- Film poster
- Directed by: Diego Hallivis
- Written by: Brian DeLeeuw
- Produced by: Diego Hallivis Julio Hallivis
- Starring: Lyndsy Fonseca Linda Hamilton
- Cinematography: Noah Rosenthal
- Edited by: Joel Griffen
- Music by: Adam Taylor
- Release date: October 8, 2017 (Shriekfest);
- Running time: 90 minutes
- Country: United States
- Language: English

= Curvature (film) =

Curvature is a 2017 American science fiction mystery thriller film directed by Diego Hallivis and starring Lyndsy Fonseca and Linda Hamilton.

==Plot==
After receiving a phone call from herself, a woman must break into a top-secret facility to travel back in time in order to prevent a murder.

==Cast==
- Lyndsy Fonseca as Helen
- Glenn Morshower as Tomas
- Linda Hamilton as Florence
- Zach Avery as Alex
- Alex Lanipekun as Kraviz
- Noah Bean as Wells

==Reception==
The film has a 47% rating on Rotten Tomatoes.

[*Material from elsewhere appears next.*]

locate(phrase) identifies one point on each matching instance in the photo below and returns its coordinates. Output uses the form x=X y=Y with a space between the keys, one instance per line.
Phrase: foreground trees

Scott Tobias of Variety wrote: "Part metaphysical thriller, part inquiry into scientific ethics and the morality of revenge, the sci-fi indie Curvature wants to get the heart racing and the mind bending simultaneously, but flatlines in both departments." Tobias adds that "the film recalls the budget-conscious likes of Primer and Coherence, which explored similar conceits on limited resources, but this pic hasn't been thought through nearly as deeply or cleverly," that the filmmakers "shoot for a comprehensive entertainment that packs a love story inside an action film inside a puzzle picture, but they stretch themselves perilously thin," and ultimately concludes that "Curvature seems destined to slip through the space-time continuum."

Frank Scheck of The Hollywood Reporter was particularly critical of the film, writing that "Until better headache remedies are invented, there really needs to be a respite from time-travel movies that generally prove far more confusing than fun. Such is the case with this film," and advising any potential viewers that "If the prospect of watching Linda Hamilton in a sci-fi thriller involving a character who travels through time to prevent a murder sounds exciting, my advice is to rent one of the Terminator movies. They are far preferable to Curvature, Diego Hallivis' low-budget effort exploiting a similar idea only with drastically duller results," and that "if you happen to get a phone call from yourself advising you not to see Curvature, by all means heed it."